I can't get this to replicate. What's the full command you're using? `ssh <host> 2> >({exec 1>&2})` doesn't include a command that makes any output
Created attachment 3581 [details] avoid polling fds we're not ready to service events on I did get it to reproduce, I was just holding it wrong. Thanks for the report and the reproduction instructions. Here's my analysis and a fix is attached: > I think the sequence of operations is something like: > > 1. Channel opens, stderr is attached > 2. Stderr goes away > 3. We poll with pfd[stderr].events including POLLOUT > 4. We get back POLLHUP (POLLERR on Linux) > 5. channel_handle_efd_write() sees sshbuf_len(c->extended)==0, returns > 6. GOTO 3 forever > > One problem is that there is no way to propagate a POLLHUP condition > back to a writable channel when there is no output pending. > > A more fundamental problem is step 3, where we unconditionally included > the fd in the poll array, regardless of whether the channel code had any > intention of attempting a write() later. When I was doing the conversion > from select(), I kept the fds in there because it made the matching of > pfd entries and channels easier but this was probably a mistake. > > The patch corrects the mistake (hopefully). It will only > set up a pollfd entry if IO was requested for the fd, and as a > consequence, should avoid spurious events. It also forced me to make > the pollfd bookkeeping less brittle :) > > PS. an alternate approach would be to leave the pollfd entries in the > array and find a way to handle POLLERR/POLLHUP events. I have a diff > that implements this approach too, by treating such a condition on > a channel that wasn't ready to write something as an automatic write > failure. I shelved this in favour of this approach.
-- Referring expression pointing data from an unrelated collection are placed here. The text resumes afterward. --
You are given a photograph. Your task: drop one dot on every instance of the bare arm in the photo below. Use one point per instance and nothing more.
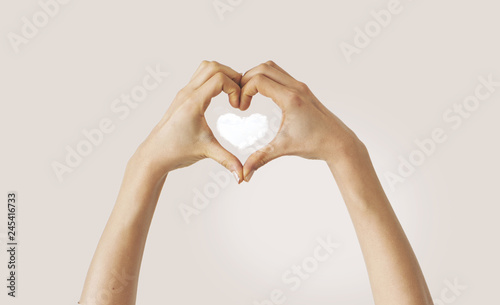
(180, 139)
(311, 131)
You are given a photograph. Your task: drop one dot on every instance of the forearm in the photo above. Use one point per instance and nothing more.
(114, 272)
(393, 269)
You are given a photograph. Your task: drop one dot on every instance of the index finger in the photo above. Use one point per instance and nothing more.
(265, 86)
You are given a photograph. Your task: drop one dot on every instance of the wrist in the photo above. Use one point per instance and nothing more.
(346, 153)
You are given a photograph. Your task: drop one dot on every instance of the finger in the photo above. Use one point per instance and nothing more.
(274, 65)
(214, 86)
(272, 73)
(207, 69)
(219, 154)
(261, 157)
(265, 86)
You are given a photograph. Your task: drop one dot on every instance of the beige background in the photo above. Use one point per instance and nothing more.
(392, 93)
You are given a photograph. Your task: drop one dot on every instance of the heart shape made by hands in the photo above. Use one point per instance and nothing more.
(242, 132)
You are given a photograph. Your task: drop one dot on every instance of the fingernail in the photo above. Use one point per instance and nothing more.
(249, 176)
(236, 176)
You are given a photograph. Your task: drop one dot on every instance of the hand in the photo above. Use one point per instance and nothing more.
(308, 128)
(183, 137)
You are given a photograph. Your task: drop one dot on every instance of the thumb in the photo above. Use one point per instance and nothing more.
(261, 157)
(219, 154)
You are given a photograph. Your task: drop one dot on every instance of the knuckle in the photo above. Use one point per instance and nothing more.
(262, 68)
(219, 76)
(302, 87)
(213, 66)
(258, 78)
(204, 64)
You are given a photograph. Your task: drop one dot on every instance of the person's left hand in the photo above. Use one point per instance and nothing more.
(183, 137)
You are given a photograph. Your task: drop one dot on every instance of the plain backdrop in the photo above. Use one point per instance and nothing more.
(394, 92)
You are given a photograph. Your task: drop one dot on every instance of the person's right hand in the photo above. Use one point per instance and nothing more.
(308, 128)
(183, 137)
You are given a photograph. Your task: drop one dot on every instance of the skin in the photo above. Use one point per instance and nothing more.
(308, 130)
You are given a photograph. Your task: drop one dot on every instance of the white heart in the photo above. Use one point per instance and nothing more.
(242, 132)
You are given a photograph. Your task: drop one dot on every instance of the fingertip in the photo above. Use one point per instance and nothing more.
(245, 101)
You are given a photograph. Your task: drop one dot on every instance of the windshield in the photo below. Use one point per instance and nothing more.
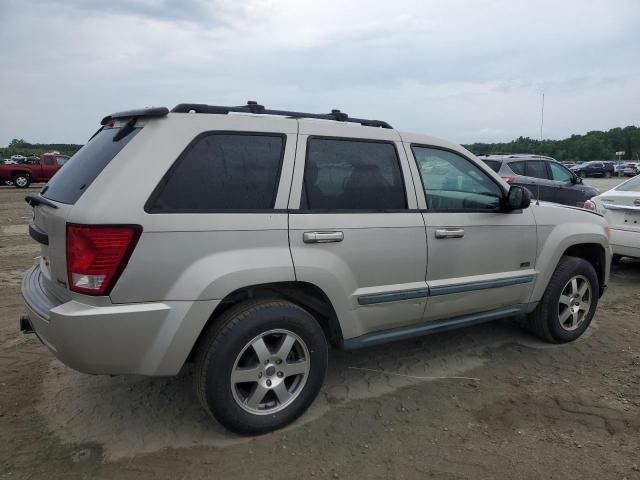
(68, 185)
(632, 185)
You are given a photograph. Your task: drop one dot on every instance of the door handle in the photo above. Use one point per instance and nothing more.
(322, 237)
(449, 232)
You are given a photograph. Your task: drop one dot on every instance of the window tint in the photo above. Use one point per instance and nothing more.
(352, 175)
(493, 165)
(84, 167)
(559, 173)
(537, 169)
(632, 185)
(222, 172)
(519, 168)
(452, 182)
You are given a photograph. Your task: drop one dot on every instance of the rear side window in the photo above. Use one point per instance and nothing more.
(222, 171)
(352, 175)
(519, 168)
(537, 169)
(69, 183)
(493, 165)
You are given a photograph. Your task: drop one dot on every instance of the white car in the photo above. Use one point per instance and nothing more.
(621, 207)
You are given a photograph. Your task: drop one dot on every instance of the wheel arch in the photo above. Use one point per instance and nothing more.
(306, 295)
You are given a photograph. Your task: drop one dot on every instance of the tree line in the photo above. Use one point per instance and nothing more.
(594, 145)
(22, 147)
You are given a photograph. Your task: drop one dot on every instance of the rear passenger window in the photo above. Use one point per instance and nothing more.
(519, 168)
(222, 171)
(352, 175)
(493, 165)
(537, 169)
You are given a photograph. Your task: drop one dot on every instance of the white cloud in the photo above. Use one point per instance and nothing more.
(463, 70)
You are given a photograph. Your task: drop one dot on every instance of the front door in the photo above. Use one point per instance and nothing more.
(354, 227)
(479, 258)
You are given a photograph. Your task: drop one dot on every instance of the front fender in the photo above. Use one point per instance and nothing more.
(555, 240)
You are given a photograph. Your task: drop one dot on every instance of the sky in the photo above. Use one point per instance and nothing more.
(465, 71)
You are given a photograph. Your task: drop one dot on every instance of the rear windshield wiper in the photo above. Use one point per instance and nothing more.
(126, 129)
(35, 199)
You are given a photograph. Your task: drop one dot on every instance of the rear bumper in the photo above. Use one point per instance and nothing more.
(625, 243)
(141, 338)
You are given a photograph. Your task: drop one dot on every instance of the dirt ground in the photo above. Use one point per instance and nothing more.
(484, 402)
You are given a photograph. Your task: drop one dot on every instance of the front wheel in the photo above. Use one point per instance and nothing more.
(21, 180)
(260, 365)
(568, 304)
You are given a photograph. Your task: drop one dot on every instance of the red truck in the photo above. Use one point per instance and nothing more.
(32, 171)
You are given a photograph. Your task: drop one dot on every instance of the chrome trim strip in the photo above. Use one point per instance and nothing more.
(481, 285)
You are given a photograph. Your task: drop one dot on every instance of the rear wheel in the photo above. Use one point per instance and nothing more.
(21, 180)
(568, 304)
(260, 365)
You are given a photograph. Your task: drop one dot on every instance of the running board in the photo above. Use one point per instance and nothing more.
(417, 330)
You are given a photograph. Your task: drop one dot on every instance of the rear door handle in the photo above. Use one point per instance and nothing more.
(449, 232)
(322, 237)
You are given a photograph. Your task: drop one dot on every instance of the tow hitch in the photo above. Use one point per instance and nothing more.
(25, 325)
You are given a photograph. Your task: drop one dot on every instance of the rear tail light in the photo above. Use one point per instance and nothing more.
(97, 255)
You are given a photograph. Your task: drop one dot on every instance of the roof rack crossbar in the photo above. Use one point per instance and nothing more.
(255, 108)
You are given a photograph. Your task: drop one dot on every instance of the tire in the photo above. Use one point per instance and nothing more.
(545, 321)
(21, 180)
(227, 347)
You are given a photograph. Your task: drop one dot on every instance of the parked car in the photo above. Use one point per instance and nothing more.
(253, 242)
(619, 168)
(595, 169)
(38, 169)
(621, 208)
(631, 169)
(545, 178)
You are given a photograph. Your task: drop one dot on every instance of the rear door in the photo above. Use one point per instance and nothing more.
(479, 258)
(354, 227)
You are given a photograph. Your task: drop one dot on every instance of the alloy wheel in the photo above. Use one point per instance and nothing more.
(270, 372)
(574, 303)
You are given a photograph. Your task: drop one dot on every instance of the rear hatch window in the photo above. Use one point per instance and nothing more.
(68, 184)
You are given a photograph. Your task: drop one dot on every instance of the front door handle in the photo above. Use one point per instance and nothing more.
(322, 237)
(449, 232)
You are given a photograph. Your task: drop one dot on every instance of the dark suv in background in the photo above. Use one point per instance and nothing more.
(595, 169)
(546, 178)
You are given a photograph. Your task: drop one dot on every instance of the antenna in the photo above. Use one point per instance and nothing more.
(542, 118)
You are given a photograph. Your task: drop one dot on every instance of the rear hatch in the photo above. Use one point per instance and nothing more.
(622, 206)
(53, 206)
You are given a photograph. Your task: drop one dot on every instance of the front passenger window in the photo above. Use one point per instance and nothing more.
(451, 182)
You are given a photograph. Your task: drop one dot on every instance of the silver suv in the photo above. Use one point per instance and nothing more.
(248, 240)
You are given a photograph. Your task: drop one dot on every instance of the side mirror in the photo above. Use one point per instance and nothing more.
(518, 198)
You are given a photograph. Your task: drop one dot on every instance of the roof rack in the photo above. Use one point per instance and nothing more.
(255, 108)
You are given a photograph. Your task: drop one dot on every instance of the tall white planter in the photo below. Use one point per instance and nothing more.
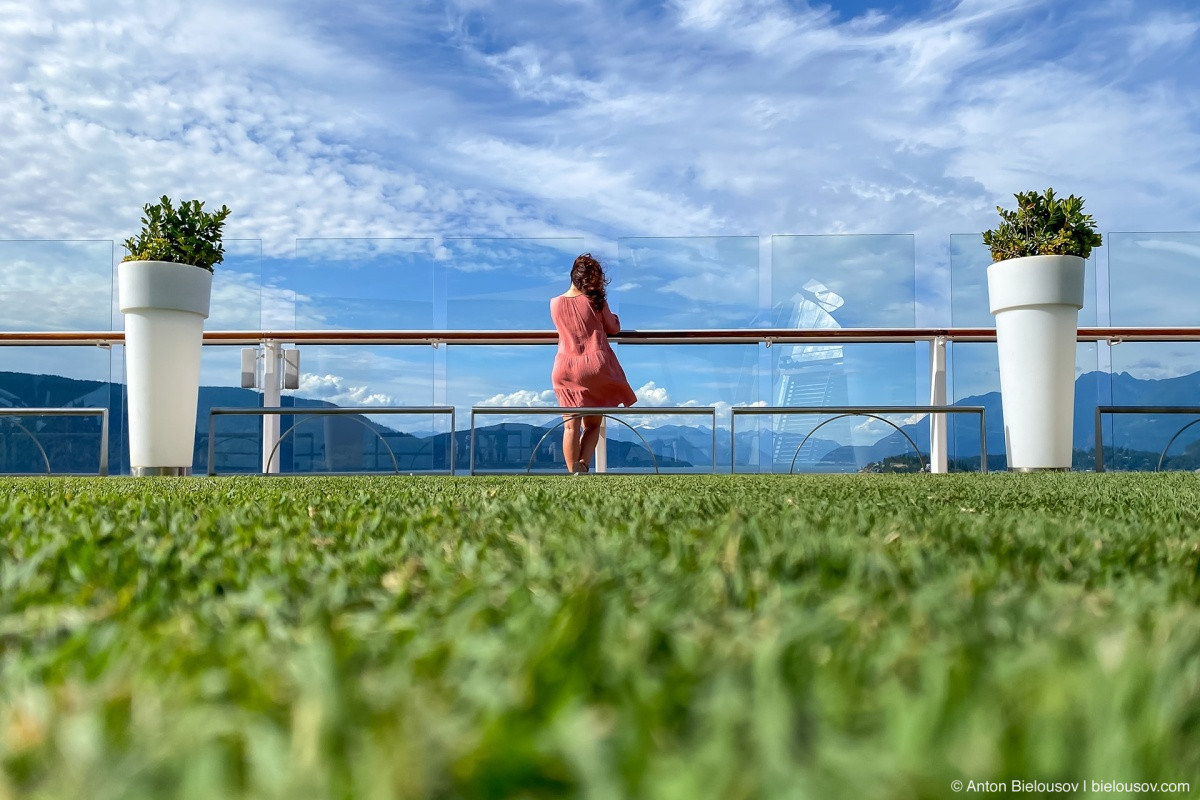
(1036, 301)
(165, 307)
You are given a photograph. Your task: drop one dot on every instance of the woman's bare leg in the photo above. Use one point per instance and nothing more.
(591, 438)
(571, 443)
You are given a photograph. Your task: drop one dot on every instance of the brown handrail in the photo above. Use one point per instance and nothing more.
(694, 336)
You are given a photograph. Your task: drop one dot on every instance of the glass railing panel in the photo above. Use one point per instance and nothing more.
(57, 286)
(688, 282)
(1153, 280)
(657, 441)
(312, 443)
(1153, 277)
(833, 443)
(973, 367)
(501, 374)
(714, 376)
(504, 283)
(351, 284)
(239, 439)
(237, 301)
(1152, 373)
(37, 377)
(364, 377)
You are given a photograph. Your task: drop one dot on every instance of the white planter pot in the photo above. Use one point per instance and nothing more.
(1036, 301)
(165, 307)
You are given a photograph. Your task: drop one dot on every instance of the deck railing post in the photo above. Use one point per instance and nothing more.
(603, 447)
(271, 394)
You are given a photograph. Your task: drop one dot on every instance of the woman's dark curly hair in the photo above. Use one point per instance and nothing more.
(588, 277)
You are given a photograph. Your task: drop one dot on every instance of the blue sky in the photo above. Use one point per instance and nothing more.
(588, 121)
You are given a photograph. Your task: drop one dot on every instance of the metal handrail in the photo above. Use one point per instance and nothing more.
(569, 410)
(102, 413)
(768, 336)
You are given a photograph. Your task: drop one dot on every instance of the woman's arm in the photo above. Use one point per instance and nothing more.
(610, 320)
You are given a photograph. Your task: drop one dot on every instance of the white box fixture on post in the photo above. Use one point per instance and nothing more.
(281, 371)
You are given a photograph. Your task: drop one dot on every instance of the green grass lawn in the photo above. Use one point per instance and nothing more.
(598, 637)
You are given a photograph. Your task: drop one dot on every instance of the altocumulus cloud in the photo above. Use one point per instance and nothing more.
(535, 118)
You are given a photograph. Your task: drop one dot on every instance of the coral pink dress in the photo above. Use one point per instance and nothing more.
(586, 370)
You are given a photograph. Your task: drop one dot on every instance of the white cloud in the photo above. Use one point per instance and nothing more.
(651, 394)
(335, 389)
(522, 397)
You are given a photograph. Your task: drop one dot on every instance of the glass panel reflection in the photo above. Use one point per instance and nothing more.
(833, 282)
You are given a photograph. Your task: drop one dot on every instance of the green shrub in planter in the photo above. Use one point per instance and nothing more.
(1043, 224)
(184, 235)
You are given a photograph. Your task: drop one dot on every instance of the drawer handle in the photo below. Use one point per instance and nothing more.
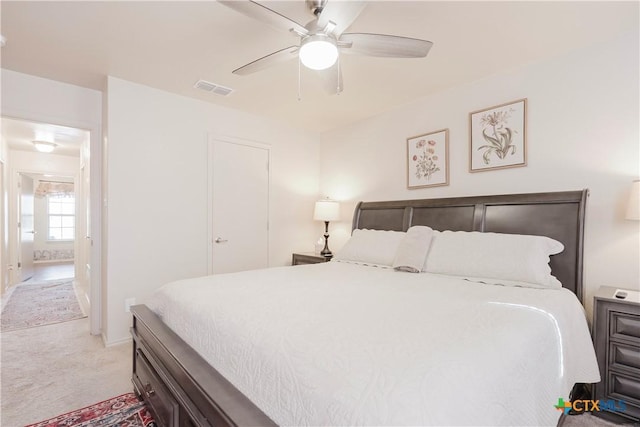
(149, 391)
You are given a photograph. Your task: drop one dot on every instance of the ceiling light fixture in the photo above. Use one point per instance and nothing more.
(44, 146)
(318, 52)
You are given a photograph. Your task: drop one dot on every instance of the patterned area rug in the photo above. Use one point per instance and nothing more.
(122, 411)
(43, 303)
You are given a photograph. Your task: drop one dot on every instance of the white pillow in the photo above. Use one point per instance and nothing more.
(371, 247)
(508, 259)
(412, 252)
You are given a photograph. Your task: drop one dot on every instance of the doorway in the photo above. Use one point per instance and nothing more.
(238, 205)
(48, 204)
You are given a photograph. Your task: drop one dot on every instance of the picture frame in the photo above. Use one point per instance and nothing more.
(498, 137)
(428, 159)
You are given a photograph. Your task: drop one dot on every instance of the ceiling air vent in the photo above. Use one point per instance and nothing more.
(212, 87)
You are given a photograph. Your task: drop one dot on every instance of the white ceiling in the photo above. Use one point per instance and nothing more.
(171, 44)
(20, 134)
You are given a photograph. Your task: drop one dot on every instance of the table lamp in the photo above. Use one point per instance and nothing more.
(326, 210)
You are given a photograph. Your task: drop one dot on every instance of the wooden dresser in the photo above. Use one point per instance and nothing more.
(616, 336)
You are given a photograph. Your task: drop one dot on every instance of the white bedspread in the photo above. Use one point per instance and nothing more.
(343, 344)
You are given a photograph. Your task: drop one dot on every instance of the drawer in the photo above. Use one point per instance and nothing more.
(163, 405)
(625, 326)
(624, 387)
(624, 356)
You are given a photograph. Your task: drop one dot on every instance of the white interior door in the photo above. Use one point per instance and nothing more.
(239, 202)
(26, 228)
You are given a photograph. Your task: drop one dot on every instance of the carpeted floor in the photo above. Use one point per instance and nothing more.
(50, 370)
(40, 303)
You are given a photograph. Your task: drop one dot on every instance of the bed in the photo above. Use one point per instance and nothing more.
(361, 351)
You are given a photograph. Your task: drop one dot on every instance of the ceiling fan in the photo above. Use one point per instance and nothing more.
(323, 39)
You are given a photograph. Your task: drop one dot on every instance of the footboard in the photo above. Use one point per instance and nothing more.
(181, 388)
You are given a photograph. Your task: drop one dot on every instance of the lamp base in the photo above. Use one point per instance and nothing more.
(325, 252)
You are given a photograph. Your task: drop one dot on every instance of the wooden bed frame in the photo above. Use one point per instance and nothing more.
(183, 390)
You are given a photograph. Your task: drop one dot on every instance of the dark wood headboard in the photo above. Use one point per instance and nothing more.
(559, 215)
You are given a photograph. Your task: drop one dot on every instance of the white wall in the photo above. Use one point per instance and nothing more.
(157, 190)
(47, 101)
(582, 133)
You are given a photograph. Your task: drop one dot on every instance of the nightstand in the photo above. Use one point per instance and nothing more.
(616, 337)
(301, 258)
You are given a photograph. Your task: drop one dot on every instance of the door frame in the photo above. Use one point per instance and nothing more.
(95, 172)
(211, 139)
(18, 261)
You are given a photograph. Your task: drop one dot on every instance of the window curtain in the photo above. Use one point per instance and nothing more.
(60, 189)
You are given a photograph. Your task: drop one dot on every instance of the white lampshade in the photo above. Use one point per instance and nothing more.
(318, 52)
(633, 208)
(327, 210)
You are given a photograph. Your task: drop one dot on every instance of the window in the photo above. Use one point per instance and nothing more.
(62, 217)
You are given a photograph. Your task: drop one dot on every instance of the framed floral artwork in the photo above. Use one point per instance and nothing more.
(428, 159)
(498, 137)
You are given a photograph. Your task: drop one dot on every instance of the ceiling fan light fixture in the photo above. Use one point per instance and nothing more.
(44, 146)
(318, 52)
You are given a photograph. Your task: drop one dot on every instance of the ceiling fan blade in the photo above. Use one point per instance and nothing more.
(332, 78)
(262, 13)
(267, 61)
(341, 13)
(385, 46)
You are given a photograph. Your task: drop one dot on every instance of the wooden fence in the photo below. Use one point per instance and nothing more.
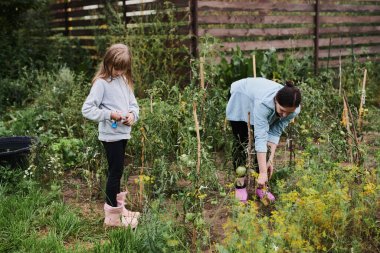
(327, 28)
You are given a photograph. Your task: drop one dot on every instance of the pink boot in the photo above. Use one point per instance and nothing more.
(121, 202)
(264, 194)
(241, 194)
(114, 218)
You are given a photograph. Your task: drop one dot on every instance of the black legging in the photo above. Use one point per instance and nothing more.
(115, 156)
(239, 150)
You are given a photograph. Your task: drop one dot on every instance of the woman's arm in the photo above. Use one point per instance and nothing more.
(270, 163)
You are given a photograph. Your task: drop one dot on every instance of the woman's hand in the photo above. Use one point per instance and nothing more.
(129, 119)
(116, 116)
(270, 166)
(262, 179)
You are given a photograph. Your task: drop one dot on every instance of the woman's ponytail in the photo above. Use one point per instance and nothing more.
(289, 95)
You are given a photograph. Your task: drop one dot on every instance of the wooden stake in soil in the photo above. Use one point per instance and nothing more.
(362, 102)
(254, 65)
(346, 122)
(201, 72)
(151, 103)
(141, 182)
(249, 149)
(198, 137)
(340, 75)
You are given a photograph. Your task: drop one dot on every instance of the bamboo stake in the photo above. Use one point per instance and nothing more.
(354, 133)
(249, 149)
(340, 74)
(141, 183)
(362, 102)
(254, 65)
(198, 137)
(202, 75)
(346, 122)
(151, 103)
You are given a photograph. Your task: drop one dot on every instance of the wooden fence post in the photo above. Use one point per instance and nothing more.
(316, 39)
(194, 27)
(67, 31)
(124, 13)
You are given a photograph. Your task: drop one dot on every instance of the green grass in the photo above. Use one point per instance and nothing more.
(33, 219)
(37, 220)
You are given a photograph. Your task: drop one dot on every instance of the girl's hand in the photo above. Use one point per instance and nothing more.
(270, 166)
(116, 116)
(262, 179)
(129, 119)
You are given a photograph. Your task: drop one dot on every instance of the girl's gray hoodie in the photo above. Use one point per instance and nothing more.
(108, 96)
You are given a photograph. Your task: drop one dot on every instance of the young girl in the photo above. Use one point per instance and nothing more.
(111, 102)
(272, 106)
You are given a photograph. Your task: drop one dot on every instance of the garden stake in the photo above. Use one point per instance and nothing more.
(151, 103)
(254, 65)
(362, 102)
(340, 74)
(202, 76)
(141, 182)
(249, 149)
(354, 134)
(198, 136)
(346, 123)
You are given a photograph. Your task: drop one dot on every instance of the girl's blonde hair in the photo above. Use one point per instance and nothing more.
(118, 57)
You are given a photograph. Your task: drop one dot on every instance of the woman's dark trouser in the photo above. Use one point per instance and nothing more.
(115, 156)
(239, 149)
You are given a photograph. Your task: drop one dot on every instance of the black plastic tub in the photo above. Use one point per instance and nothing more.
(15, 149)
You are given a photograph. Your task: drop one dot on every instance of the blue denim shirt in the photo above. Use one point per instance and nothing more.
(256, 95)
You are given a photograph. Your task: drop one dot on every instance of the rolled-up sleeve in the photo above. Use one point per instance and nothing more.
(278, 127)
(91, 106)
(261, 113)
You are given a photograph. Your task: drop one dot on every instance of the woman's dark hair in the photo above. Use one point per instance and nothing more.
(289, 95)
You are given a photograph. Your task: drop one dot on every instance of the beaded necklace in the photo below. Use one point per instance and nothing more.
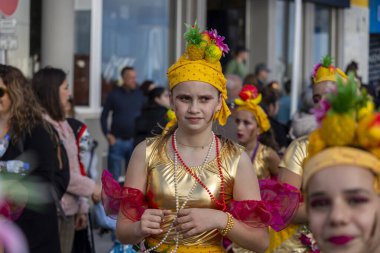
(178, 208)
(217, 202)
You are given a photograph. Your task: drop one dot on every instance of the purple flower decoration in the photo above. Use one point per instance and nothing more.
(315, 69)
(305, 240)
(321, 111)
(213, 33)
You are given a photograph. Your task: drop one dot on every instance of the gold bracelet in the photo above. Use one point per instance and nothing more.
(229, 225)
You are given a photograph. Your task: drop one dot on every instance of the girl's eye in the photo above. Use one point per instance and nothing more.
(354, 201)
(319, 203)
(184, 98)
(204, 99)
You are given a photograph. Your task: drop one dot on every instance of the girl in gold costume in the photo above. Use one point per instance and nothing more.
(254, 133)
(342, 172)
(188, 188)
(291, 170)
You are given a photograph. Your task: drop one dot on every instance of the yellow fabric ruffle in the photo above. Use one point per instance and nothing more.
(328, 74)
(186, 249)
(340, 156)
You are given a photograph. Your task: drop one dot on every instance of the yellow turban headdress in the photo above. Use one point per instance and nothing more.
(349, 133)
(249, 100)
(201, 63)
(325, 71)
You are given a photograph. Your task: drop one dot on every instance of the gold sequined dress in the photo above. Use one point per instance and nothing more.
(160, 191)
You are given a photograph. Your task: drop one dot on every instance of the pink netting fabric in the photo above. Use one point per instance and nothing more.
(129, 200)
(279, 203)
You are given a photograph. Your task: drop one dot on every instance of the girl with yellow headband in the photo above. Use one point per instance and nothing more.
(297, 237)
(255, 134)
(341, 174)
(188, 188)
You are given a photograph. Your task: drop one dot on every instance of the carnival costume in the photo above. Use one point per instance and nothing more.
(172, 185)
(296, 238)
(249, 100)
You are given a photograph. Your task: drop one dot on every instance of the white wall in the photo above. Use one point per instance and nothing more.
(20, 57)
(356, 38)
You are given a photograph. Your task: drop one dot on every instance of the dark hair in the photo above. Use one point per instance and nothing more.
(155, 93)
(126, 68)
(25, 111)
(145, 86)
(270, 97)
(46, 83)
(353, 66)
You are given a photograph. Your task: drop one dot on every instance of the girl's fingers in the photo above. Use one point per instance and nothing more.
(184, 226)
(183, 219)
(152, 231)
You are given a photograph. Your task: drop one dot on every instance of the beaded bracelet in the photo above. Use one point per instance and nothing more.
(229, 225)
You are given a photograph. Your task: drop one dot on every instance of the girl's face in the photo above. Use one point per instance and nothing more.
(163, 100)
(5, 100)
(343, 210)
(195, 104)
(247, 128)
(64, 95)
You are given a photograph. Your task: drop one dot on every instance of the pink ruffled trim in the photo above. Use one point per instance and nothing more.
(276, 209)
(129, 200)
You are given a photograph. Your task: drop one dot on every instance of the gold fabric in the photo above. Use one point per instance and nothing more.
(186, 249)
(261, 162)
(294, 155)
(160, 186)
(286, 240)
(340, 156)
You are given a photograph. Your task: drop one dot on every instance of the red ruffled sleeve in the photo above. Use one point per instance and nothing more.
(129, 200)
(279, 203)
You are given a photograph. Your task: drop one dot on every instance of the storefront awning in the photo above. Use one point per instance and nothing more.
(333, 3)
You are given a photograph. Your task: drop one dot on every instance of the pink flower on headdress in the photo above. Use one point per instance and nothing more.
(321, 111)
(315, 69)
(248, 92)
(218, 40)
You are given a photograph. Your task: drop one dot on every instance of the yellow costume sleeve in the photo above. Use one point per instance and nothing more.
(294, 155)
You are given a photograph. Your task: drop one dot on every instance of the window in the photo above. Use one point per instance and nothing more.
(135, 33)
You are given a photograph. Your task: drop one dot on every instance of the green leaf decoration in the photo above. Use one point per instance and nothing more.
(193, 34)
(327, 61)
(346, 97)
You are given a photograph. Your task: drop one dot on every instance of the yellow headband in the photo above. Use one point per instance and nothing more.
(325, 71)
(340, 156)
(249, 100)
(201, 63)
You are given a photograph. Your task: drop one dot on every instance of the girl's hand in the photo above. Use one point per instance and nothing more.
(150, 223)
(194, 221)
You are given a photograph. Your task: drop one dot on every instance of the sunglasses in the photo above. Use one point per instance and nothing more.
(3, 91)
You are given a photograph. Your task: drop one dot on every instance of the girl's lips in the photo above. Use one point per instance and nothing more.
(340, 240)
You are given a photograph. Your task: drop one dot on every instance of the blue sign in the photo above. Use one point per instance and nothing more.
(374, 16)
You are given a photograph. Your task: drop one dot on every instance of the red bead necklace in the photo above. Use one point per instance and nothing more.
(217, 202)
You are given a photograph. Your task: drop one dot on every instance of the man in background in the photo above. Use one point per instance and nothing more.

*** Bug 3411 has been marked as a duplicate of this bug. ***
This has been fixed in git head and will be in the openssh-9.0 release that is due very soon. commit d6556de1db0822c76ba2745cf5c097d9472adf7c Author: djm@openbsd.org <djm@openbsd.org> Date: Wed Mar 30 21:10:25 2022 +0000 upstream: fix poll() spin when a channel's output fd closes without data in the channel buffer. Introduce more exact packing of channel fds into the pollfd array. fixes bz3405 and bz3411; ok deraadt@ markus@ OpenBSD-Commit-ID: 06740737849c9047785622ad5d472cb6a3907d10
closing bug resolved during openssh-9.0 release cycle